When the father got up with them, Julia was reviving.
"You'd better get into their boat," said Ethan to Val; "the old man's not fit to go alone down-stream, you know. You won't mind?"
"No," said Val; "but let us keep close together."
"Of course."
"She _would_ come," Mr. Otway kept saying, helplessly. "I _told_ her my river days were over. She _would_ come."
"How did the accident happen?" said Val, keeping eyes and ears intent upon the boat just in front.
Ethan bent to the oar, looking back now and then to see that Val was close. Julia lay motionless, with Ethan's coat over her.
"We must go as fast as we can," he called out. "We'll be able to get some brandy at Leigh's Landing, and a trap."
"How did it happen?" Val repeated.
"Oh, we started only five minutes after you did, and Julia rows so well we could have caught up with you. But she changed her mind or else got tired, and when you got out of sight"--he put on his _pince-nez_ and looked anxiously after the boat in front--"when you got out of sight, she wanted to rest."
"Where was that?"
"Near the Gray Pool. She pulled the boat in among the rushes. I was tired, too. I think I fell asleep. First thing I knew we were out of the rushes, and Julia was leaning out of the far end of the boat."--("I wonder how much she heard?" was the thought that haunted Val.)--"Whether it was my speaking suddenly startled her, or whether she lost her balance, I don't know--I don't know at all." And he droned on about, "She _would_ come. I _said_ my river days were over."

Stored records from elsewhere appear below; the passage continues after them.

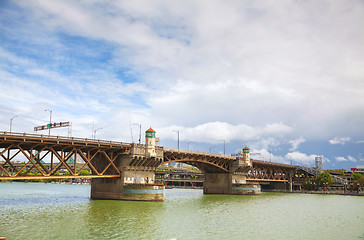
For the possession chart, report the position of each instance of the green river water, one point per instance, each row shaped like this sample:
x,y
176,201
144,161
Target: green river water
x,y
63,211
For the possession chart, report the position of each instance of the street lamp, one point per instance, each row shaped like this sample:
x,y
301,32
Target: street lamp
x,y
177,138
140,130
95,132
50,120
11,121
188,145
224,147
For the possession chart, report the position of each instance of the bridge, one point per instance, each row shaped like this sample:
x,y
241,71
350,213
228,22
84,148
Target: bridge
x,y
126,170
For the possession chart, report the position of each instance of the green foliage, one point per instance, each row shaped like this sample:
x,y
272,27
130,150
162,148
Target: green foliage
x,y
356,176
85,172
360,180
324,178
340,171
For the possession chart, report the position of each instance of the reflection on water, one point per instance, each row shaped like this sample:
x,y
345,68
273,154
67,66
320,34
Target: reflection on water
x,y
61,211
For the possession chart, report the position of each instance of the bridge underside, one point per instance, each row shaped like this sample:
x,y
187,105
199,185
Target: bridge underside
x,y
54,158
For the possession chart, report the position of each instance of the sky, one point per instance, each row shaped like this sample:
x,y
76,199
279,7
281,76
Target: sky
x,y
284,77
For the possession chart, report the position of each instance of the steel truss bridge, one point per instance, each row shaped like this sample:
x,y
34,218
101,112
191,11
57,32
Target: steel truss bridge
x,y
48,156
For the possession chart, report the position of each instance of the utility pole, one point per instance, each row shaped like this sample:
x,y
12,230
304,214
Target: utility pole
x,y
140,130
224,147
11,121
95,132
50,121
177,138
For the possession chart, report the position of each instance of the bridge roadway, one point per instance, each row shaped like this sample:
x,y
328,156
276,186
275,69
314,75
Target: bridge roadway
x,y
35,148
126,163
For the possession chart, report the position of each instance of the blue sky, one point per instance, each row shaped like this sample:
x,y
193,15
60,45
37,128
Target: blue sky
x,y
285,78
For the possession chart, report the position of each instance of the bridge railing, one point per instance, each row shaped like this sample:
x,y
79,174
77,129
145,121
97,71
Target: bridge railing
x,y
199,153
52,137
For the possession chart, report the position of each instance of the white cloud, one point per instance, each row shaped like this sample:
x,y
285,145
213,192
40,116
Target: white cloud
x,y
302,158
212,132
339,140
296,142
343,159
351,159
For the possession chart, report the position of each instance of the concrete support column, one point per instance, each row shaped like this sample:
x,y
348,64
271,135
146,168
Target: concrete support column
x,y
290,176
217,183
229,183
136,184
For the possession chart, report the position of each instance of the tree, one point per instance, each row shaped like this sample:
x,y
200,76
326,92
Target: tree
x,y
360,180
356,176
324,178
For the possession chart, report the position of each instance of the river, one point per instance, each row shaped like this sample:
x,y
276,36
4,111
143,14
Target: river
x,y
63,211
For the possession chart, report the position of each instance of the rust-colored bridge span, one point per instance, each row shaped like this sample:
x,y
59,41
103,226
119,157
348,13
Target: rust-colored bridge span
x,y
71,154
48,155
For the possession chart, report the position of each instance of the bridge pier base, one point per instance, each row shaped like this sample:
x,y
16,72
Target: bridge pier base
x,y
228,183
116,189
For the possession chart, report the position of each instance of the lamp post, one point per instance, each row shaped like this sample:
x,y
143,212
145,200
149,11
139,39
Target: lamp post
x,y
177,138
50,121
11,122
140,130
224,147
95,132
188,145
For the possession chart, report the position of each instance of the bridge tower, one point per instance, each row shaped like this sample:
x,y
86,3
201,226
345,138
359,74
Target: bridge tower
x,y
150,143
137,174
234,181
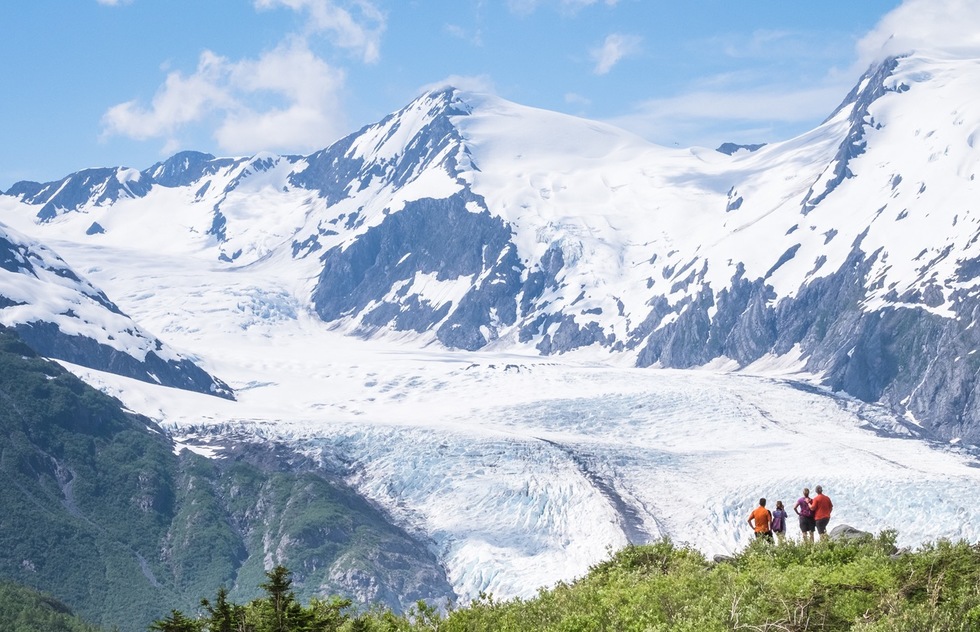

They found, as Ethan prophesied, dry clothes and warming potions at Leigh's Landing, and a farm wagon to take them back to town.
The two men sat talking volubly in front, Ethan driving. The two girls occupied the back seat, in a silence never once broken till they said "Good-night" at the Wharton House.
CHAPTER x.x.x
"Well, Val, where have you been?"
"I've been boating, and--"
"Boating, after all! And poor Harry so anxious, riding along those awful roads to the Forest Park Lodge."
"Why should he do that? He might have known--"
"He knew there was a very urgent telegram for you here." Mrs. Ball was deeply reproachful. "We thought it best to open it."